Senior study investigator Anne Curtis, Ph.D., a research lecturer in the department of molecular and cellular therapeutics at RCSI adds that “macrophages are key immune cells in our bodies which produce this inflammatory response when we are injured or ill. What has become clear in recent years is that these cells react differently depending on the time of day that they face an infection or damage, or when we disrupt the body clock within these cells.”
The researchers were excited by their findings but stated that they are still in the early stages and are looking forward to continuing their research to gain an even greater understanding of these complex molecular mechanisms.
“The findings although at a preliminary stage, offers new insights into the behavior of inflammatory conditions such as arthritis and cardiovascular disease which are known to be altered by the body clock,” notes lead study investigator James Early, Ph.D. of Trinity College Dublin.

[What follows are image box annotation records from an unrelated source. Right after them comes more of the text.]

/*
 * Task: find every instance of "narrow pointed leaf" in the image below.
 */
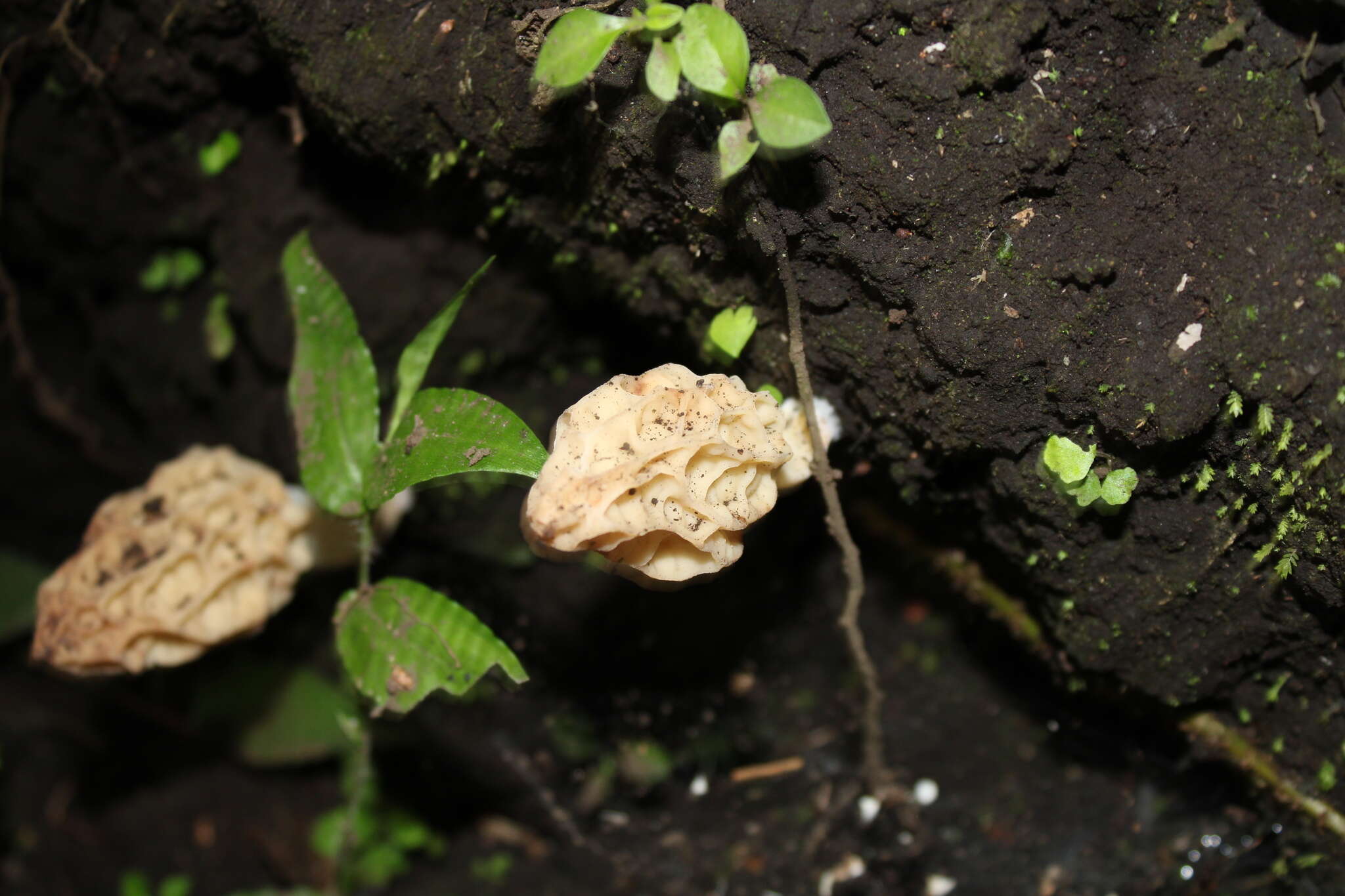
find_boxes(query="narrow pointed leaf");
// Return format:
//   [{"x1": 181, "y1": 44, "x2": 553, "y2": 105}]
[
  {"x1": 533, "y1": 9, "x2": 631, "y2": 87},
  {"x1": 281, "y1": 231, "x2": 378, "y2": 516},
  {"x1": 335, "y1": 579, "x2": 527, "y2": 714},
  {"x1": 672, "y1": 3, "x2": 751, "y2": 99},
  {"x1": 644, "y1": 37, "x2": 682, "y2": 102},
  {"x1": 387, "y1": 255, "x2": 495, "y2": 433},
  {"x1": 366, "y1": 388, "x2": 546, "y2": 507},
  {"x1": 644, "y1": 3, "x2": 686, "y2": 32},
  {"x1": 1041, "y1": 435, "x2": 1097, "y2": 484},
  {"x1": 1101, "y1": 466, "x2": 1139, "y2": 507},
  {"x1": 720, "y1": 121, "x2": 761, "y2": 180},
  {"x1": 748, "y1": 77, "x2": 831, "y2": 149}
]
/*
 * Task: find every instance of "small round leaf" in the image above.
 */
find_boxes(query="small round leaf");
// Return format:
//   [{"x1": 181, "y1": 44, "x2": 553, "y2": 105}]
[
  {"x1": 748, "y1": 77, "x2": 831, "y2": 149},
  {"x1": 533, "y1": 9, "x2": 631, "y2": 87},
  {"x1": 720, "y1": 121, "x2": 761, "y2": 180},
  {"x1": 644, "y1": 37, "x2": 682, "y2": 102},
  {"x1": 672, "y1": 3, "x2": 751, "y2": 99},
  {"x1": 644, "y1": 3, "x2": 686, "y2": 32}
]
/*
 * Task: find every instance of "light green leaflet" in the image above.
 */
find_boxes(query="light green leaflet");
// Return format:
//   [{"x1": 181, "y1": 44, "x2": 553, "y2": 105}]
[
  {"x1": 364, "y1": 388, "x2": 546, "y2": 508},
  {"x1": 387, "y1": 255, "x2": 495, "y2": 433},
  {"x1": 748, "y1": 77, "x2": 831, "y2": 149},
  {"x1": 1041, "y1": 435, "x2": 1097, "y2": 485},
  {"x1": 644, "y1": 3, "x2": 686, "y2": 32},
  {"x1": 238, "y1": 666, "x2": 355, "y2": 765},
  {"x1": 533, "y1": 9, "x2": 631, "y2": 89},
  {"x1": 718, "y1": 121, "x2": 761, "y2": 180},
  {"x1": 335, "y1": 579, "x2": 527, "y2": 714},
  {"x1": 672, "y1": 3, "x2": 751, "y2": 99},
  {"x1": 280, "y1": 231, "x2": 378, "y2": 516},
  {"x1": 644, "y1": 37, "x2": 682, "y2": 102}
]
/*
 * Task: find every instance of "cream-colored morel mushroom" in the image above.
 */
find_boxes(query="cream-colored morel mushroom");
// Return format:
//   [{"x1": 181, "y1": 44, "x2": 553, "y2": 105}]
[
  {"x1": 522, "y1": 364, "x2": 811, "y2": 587},
  {"x1": 32, "y1": 446, "x2": 316, "y2": 674}
]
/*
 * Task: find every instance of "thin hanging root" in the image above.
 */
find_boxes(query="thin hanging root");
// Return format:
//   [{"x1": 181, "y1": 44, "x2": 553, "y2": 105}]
[{"x1": 776, "y1": 243, "x2": 906, "y2": 801}]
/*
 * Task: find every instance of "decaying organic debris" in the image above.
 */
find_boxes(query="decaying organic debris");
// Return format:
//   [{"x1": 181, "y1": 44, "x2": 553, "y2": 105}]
[{"x1": 32, "y1": 446, "x2": 315, "y2": 674}]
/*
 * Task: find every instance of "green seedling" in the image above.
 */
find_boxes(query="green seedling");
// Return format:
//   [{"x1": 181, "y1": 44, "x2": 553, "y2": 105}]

“We have made some discoveries into the impact of the body clock in macrophages on inflammatory diseases such as asthma and multiple sclerosis. However, the underlying molecular mechanisms by which the body clock precisely controls the inflammatory response were still unclear,” Dr. Early adds. “Our study shows that the central clock protein, BMAL1 regulates levels of the antioxidant response protein NRF2 to control a key inflammatory molecule called IL-1β from macrophages.”